In today’s rapidly evolving business environment it has become a very common practice for entities to expand their customer base to overseas markets or to have their operations extended overseas to countries where the costs of, or the incentives for doing, business are more enticing.
This is no different for gaming entities, which as part of the nature of their business, they operate across multiple jurisdictions and as a result of B2C (business to customer) transactions, they receive bets in various currencies. This may lead to uncertainties when determining the functional currency of an entity and poses a challenge for management in their assessment of the appropriateness of functional currencies.
International Financial Reporting Standards (IFRS) provide guidance to determine the functional currency of an entity, under IAS 21 The Effects of Changes in Foreign Exchange Rates. The standard also prescribes how to include foreign currency transactions and foreign operations in the financial statements of an entity and how to translate financial statements into a presentation currency.

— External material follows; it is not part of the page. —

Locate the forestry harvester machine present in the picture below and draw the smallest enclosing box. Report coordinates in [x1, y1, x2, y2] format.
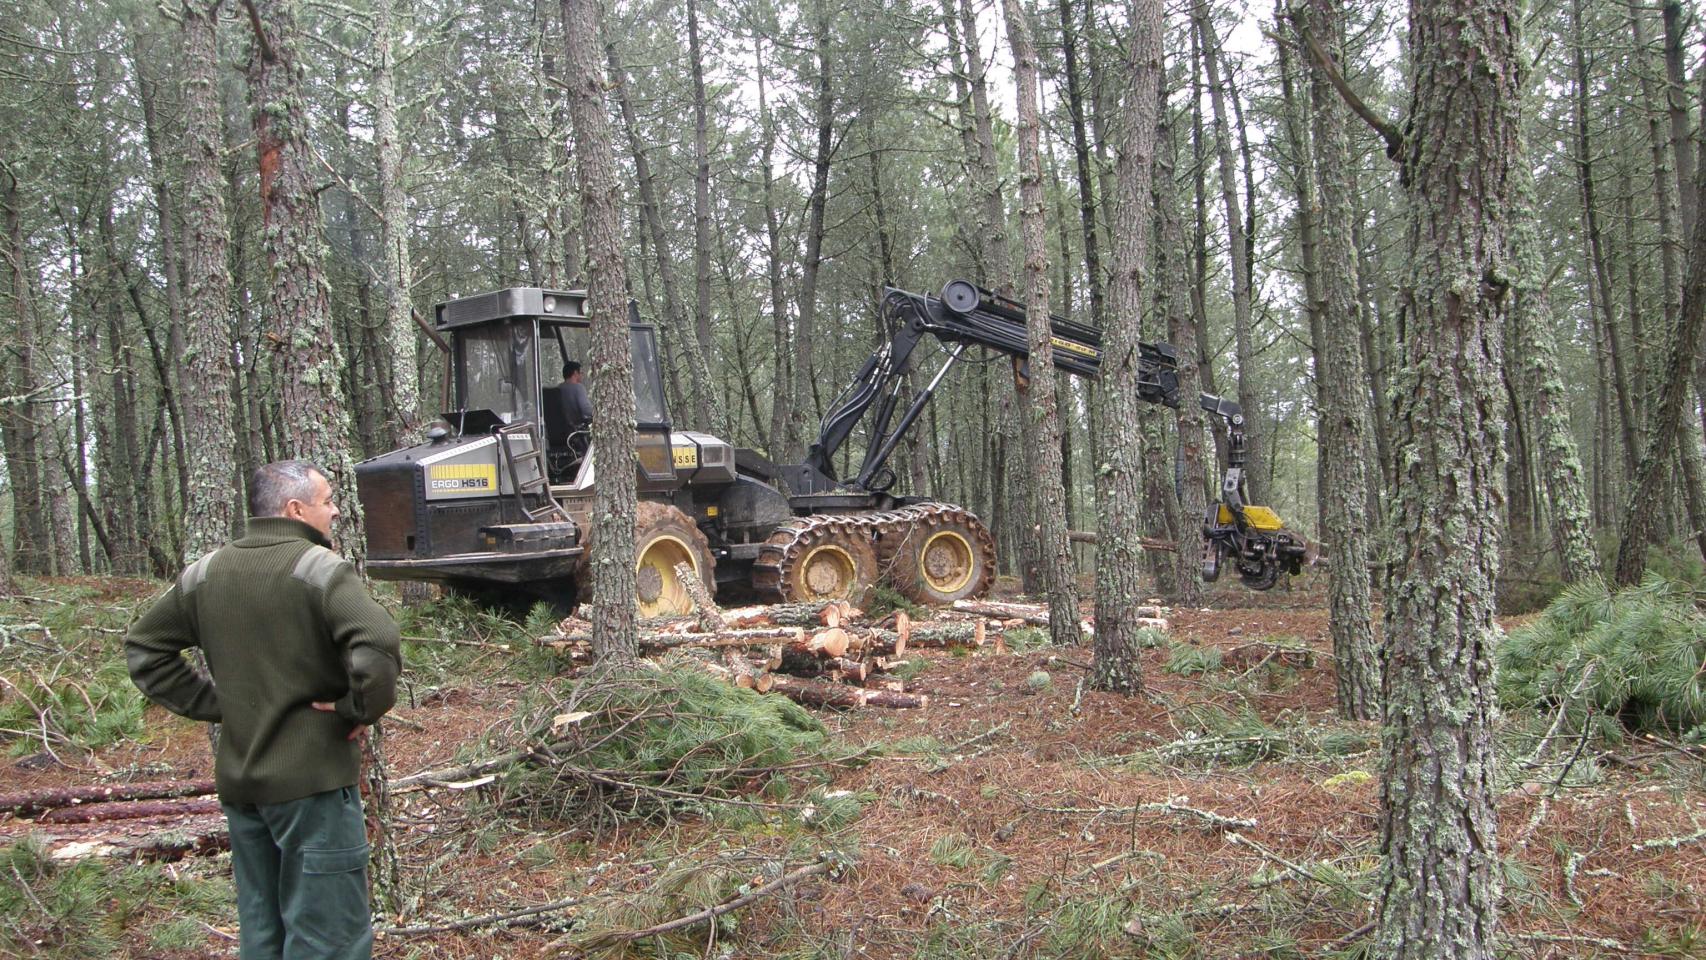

For the purpose of this article, we’ll be focusing specifically on determining the functional currency for entities, determining the functional currency of a foreign operation, and how to deal with a possible change in the said functional currency.
Definition and determination of the functional currency
The functional currency is the currency of the primary economic environment in which the entity operates. That is, the environment within which the entity normally conducts business and where it generates income and spends cash. All other transactions in currencies other than the functional currency, are treated as transactions in foreign currencies.
To determine the functional currency an entity needs to consider various factors, which IAS 21 splits into 2 categories, that is the primary and the secondary factors.
The primary factors that an entity needs to consider are the following:
- The currency that mainly influences the sales prices for the goods and services, which will often be the currency in which sales prices for its goods and services are denominated and settled.
- The currency of the country whose competitive forces and regulations mainly determine the sales price of its goods and services.
- The currency that mainly influences labour, material and other costs of providing goods or services, which normally is the currency in which such costs are denominated and settled.
- The currency in which funds from financing activities are generated.
- The currency in which receipts from operating activities are usually retained.
- Autonomy – whether the operation is essentially an extension of the reporting entity.
- Proportion of transactions – whether the foreign operation’s transactions with the reporting entity constitute a high or low proportion of the operation’s activities.
- Proportion of cash flows – whether cash flows from the activities of the foreign operation directly affect the cash flows of the reporting entity and are readily available for remittance to it.
- Debt service – whether a foreign operation’s cashflow can service its debt obligations without funds being made available by the reporting entity.